Almost a year a go, I published a blog post on my newfound coffee hobby. From pour overs to perculitors, I've met quite a few coffee connoisseurs and am publishing my revised Getting Started Guide in priority order:
- Craft Coffee by Jessica Easto is the bible on how to make the best coffee and why.
- Proud Mary Coffee is my favorite roastery, but any fresh roasted whole beans will do. Be careful though; grocery stores consider coffee a non-perishable and rarely publish roast dates. When purchasing coffee, look for a roast date within the past few days. Subscriptions like Trade are less fun than finding roasters yourself :)
- A Chemex. Or a v60 but I suggest starting with a Chemex as it's easier to perfect.
- Bleached white filters. Note that most bleached filters use oxygen bleaching, not chemical bleaching. Bleached filters help reduce any paper taste in your coffee.
- A burr grinder; burr grinders crush beans rather than pulverize. A consistent grind is the largest contributing factor to a good cup of coffee. Fellow just came out with the most beautiful burr grinder I've seen, and it's functional as well.
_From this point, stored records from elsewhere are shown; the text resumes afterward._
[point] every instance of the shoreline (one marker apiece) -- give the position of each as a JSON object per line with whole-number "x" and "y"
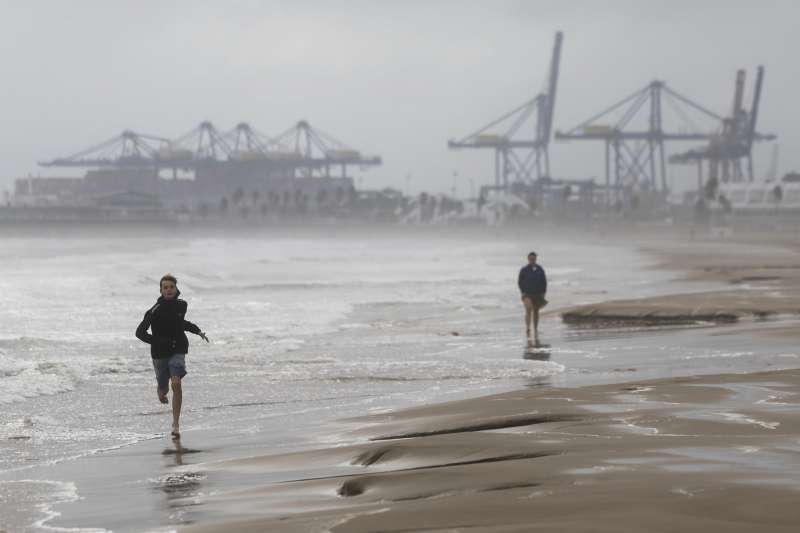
{"x": 444, "y": 459}
{"x": 691, "y": 453}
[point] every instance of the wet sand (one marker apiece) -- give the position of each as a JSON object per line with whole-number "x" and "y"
{"x": 697, "y": 453}
{"x": 713, "y": 453}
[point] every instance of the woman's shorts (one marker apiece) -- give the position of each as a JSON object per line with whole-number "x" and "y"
{"x": 172, "y": 366}
{"x": 537, "y": 300}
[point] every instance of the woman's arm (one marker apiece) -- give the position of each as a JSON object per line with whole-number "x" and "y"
{"x": 141, "y": 331}
{"x": 194, "y": 328}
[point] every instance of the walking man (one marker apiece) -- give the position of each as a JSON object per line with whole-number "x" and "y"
{"x": 533, "y": 286}
{"x": 168, "y": 344}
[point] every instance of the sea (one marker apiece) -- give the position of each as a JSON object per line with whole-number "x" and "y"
{"x": 308, "y": 325}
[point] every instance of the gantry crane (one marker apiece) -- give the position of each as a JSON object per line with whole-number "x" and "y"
{"x": 522, "y": 159}
{"x": 733, "y": 142}
{"x": 637, "y": 147}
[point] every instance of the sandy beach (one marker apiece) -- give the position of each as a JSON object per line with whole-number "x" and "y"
{"x": 694, "y": 453}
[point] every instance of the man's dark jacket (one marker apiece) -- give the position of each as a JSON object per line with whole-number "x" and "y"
{"x": 532, "y": 280}
{"x": 166, "y": 320}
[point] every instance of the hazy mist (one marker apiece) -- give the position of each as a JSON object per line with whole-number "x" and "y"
{"x": 397, "y": 79}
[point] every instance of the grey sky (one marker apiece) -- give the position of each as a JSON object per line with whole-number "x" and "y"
{"x": 391, "y": 78}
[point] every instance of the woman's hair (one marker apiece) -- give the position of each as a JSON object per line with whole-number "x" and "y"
{"x": 167, "y": 277}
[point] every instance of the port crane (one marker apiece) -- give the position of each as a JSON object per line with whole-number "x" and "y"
{"x": 522, "y": 157}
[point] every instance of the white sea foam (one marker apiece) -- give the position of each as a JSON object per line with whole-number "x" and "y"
{"x": 29, "y": 504}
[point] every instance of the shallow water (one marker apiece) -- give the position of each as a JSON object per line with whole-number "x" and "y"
{"x": 305, "y": 329}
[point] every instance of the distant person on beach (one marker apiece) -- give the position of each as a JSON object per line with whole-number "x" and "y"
{"x": 533, "y": 286}
{"x": 168, "y": 343}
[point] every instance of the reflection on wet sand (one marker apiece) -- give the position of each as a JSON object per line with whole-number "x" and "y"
{"x": 537, "y": 351}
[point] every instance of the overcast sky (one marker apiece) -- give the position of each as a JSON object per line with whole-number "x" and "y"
{"x": 394, "y": 78}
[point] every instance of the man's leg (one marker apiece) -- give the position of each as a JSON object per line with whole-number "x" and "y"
{"x": 528, "y": 314}
{"x": 162, "y": 380}
{"x": 177, "y": 400}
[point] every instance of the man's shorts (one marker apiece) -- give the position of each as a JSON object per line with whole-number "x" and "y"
{"x": 537, "y": 300}
{"x": 172, "y": 366}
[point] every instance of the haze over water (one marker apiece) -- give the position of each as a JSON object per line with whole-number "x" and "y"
{"x": 305, "y": 329}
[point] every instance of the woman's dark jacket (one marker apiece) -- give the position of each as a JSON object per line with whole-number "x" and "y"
{"x": 532, "y": 280}
{"x": 166, "y": 320}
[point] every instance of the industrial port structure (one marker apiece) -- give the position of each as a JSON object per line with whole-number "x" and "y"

For at-home coffee owners who love good design, I suggest their grinder. Manual burr grinders are timeconsuming but certainly save space (some connoisseurs consider them a right of passage).
- A basic scale. You can find one with a timer as an added benefit, but no need to spend $200 on a smart scale—they add little value.
- An electric gooseneck kettle. Any kettle will do, but an electric gooseneck means more control when it comes to pour and temperature. Many affordable options exist but look for one that allows you to set and maintain temperature.